İLERİ SÜRÜLEN İSTİNAF SEBEPLERİ: İhtiyati haciz talep eden vekili istinaf dilekçesi ile; İlk derece mahkemesi tarafından müvekkilinin arsa maliki olduğu bu sebeple ihtiyati haciz talebi bakımından hukuki yararının bulunmadığı ifade edildiğini, fiili durum incelenince gerekçe ile verilen kararın bağdaşmadığının ortada olduğunu, Davalı tarafın üzerine düşen edimlerini yetine getirmediğini ve sözleşmede belirlenen vadelerde ödeme yükümlülüklerini yerine getirmediğini, Davalı sözleşme konusu taşınmazlar üzerinde villa inşaatlarını tamamladığını, üçüncü kişilere satışı için sözleşmeler akdettiğini ve 83 adet villaya ilişkin olarak satış bedelinin tamamını tahsil etmiş olmasına rağmen müvekkili şirkete olan ödeme yükümlülüklerini yerine getirmediğini, sözleşme müvekkili şirket tarafından haklı nedenle feshedildiğini, Bakırköy 1. Tüketici Mahkemesi tarafından 2019/240 E. 2019/469 E. 2019/208 E. ve 2019/189 E. sayılı dosyalarında verilen kararlar doğrultusunda müvekkili şirket tek bir kuruş ödeme almadığı halde değeri milyonlarca doları bulan taşınmazları üçüncü kişilere devretme riski altında olduğunu, İlk derece mahkemesinin taşınmazlara ilişkin tapuların müvekkili şirkete ait olması nedeniyle müvekkili şirketin zarara uğrama ihtimalinin olmadığı yönündeki gerekçesi Tüketici Mahkemeleri tarafından müvekkili şirket aleyhine verilen kararlar nedeniyle dayanaksız kaldığını, taşınmazların üçüncü kişiler tarafından hali hazırda işgal edilmiş olması ve açılan davalarla müvekkili şirkete ait mülkiyetin kaybedilme riskinin olması nedeniyle söz konusu taşınmazların müvekkili şirket açısından ticari bir değerinin bulunmadığını, İleri sürerek, istinaf başvurusunun kabulü ile ilk derece mahkemesi kararının kaldırılmasına ve yeniden yargılama yapılarak talepleri doğrultusunda davanın kabulüne, yargılama giderleri ve vekalet ücretinin davalı tarafa yükletilmesine karar verilmesini talep etmiştir.

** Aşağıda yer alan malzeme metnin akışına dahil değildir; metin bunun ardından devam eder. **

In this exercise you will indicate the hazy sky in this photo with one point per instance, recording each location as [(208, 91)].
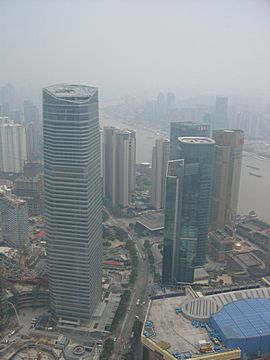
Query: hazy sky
[(212, 46)]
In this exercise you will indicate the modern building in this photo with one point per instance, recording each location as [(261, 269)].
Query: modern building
[(221, 243), (73, 199), (13, 219), (160, 158), (170, 102), (13, 152), (109, 162), (185, 128), (31, 113), (32, 140), (119, 165), (188, 195), (29, 187), (205, 325), (125, 166), (161, 105), (226, 180), (220, 120)]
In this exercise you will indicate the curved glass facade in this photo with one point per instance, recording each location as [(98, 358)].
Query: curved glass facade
[(73, 199)]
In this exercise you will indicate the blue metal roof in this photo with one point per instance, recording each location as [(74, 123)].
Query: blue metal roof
[(244, 318), (245, 324)]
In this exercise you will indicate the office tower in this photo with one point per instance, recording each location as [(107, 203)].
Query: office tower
[(109, 162), (185, 128), (160, 157), (125, 166), (31, 113), (32, 141), (226, 179), (12, 146), (13, 218), (220, 120), (29, 187), (73, 199), (188, 194), (170, 102), (15, 116), (119, 164), (161, 107)]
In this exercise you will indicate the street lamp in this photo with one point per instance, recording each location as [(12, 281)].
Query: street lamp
[(16, 313)]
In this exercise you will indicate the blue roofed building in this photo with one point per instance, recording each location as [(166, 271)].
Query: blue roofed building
[(245, 324)]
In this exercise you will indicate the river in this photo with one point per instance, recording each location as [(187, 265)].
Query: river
[(254, 191)]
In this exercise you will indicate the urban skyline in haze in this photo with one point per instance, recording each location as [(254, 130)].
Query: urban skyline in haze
[(189, 47)]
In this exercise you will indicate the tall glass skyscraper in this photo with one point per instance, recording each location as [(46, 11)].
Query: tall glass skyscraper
[(188, 194), (185, 128), (73, 199)]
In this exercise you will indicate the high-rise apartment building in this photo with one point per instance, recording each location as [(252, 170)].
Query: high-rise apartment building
[(29, 187), (160, 158), (13, 152), (188, 195), (119, 164), (13, 219), (109, 162), (161, 105), (226, 180), (31, 113), (220, 120), (185, 128), (73, 199)]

DELİLLERİN DEĞERLENDİRİLMESİ: HMK’nın 355. maddesine göre istinaf incelemesi; istinaf dilekçesinde belirtilen sebeplerle sınırlı olarak ve kamu düzenine aykırılık görüldüğü takdirde ise resen gözetilmek suretiyle yapılmıştır. Talep, ihtiyati haciz istemine ilişkin olup, ilk derece mahkemesince ihtiyati haciz talebinin reddine karar verilmiş, verilen karara karşı talep eden vekilince istinaf kanun yoluna başvurulmuştur. İİK 257. maddesi, rehinle temin edilmemiş ve vadesi gelmiş bir para borcunun alacaklısı, borçlunun yedinde veya üçüncü şahısta olan taşınır ve taşınmaz mallarını ve alacaklarıyla diğer haklarını ihtiyaten haczettirebilir hükmünü haizdir. İİK’ nın 258/I. maddesinin ikinci cümlesinde; “Alacaklı alacağı ve icabında haciz sebebi hakkında mahkemeye kanaat getirecek deliller göstermeye mecburdur,” şeklinde yapılan düzenleme ile alacaklının ihtiyati haciz talep edebilmesi ve ihtiyati haciz kararı verilebilmesi için alacağın varlığı ve istenebilir olduğunun tam ve kesin olarak ispat edilmesi gerekliliği aranmamış, bu konuda mahkemeye kanaat getirecek delillerin sunulması yeterli kabul edilmiştir. Somut olayda ; taraflar arasında akdedilen gayrimenkul satış vaadi sözleşmesi başlıklı sözleşme ile bu sözleşmeye ek olarak imzalanan sözleşmeler birlikte değerlendirildiğinde taraflar arasındaki sözleşmelerin her iki tarafa borç yükleyen sözleşmeler olup, tarafların karşılıklı olarak edimlerini yerine getirip getirmedikleri, alacağın varlığı ve miktarın tespiti, yargılamayı gerektirdiği, bu kapsamda İİK’ nın 257/I. maddesindeki ihtiyati haciz koşullarının oluşmadığı anlaşılmakla, ilk derece mahkemesinin takdirine göre kurduğu hüküm ve gerekçesinde yasa ve usule aykırılık bulunmadığı gibi kamu düzenine aykırılık da görülmediğinden talep eden vekilinin istinaf sebepleri yerinde görülmemiştir. Sonuç itibariyle, dosya kapsamı, mahkemenin kabul ve gerekçesi ve istinaf sebepleri gözetildiğinde; mahkeme kararı usul ve yasaya uygun bulunduğundan talep eden vekilinin istinaf başvurusunun HMK 353/1-b1 maddesine göre esastan reddine karar verilmesi gerektiği kanaatine varılarak aşağıdaki hüküm kurulmuştur.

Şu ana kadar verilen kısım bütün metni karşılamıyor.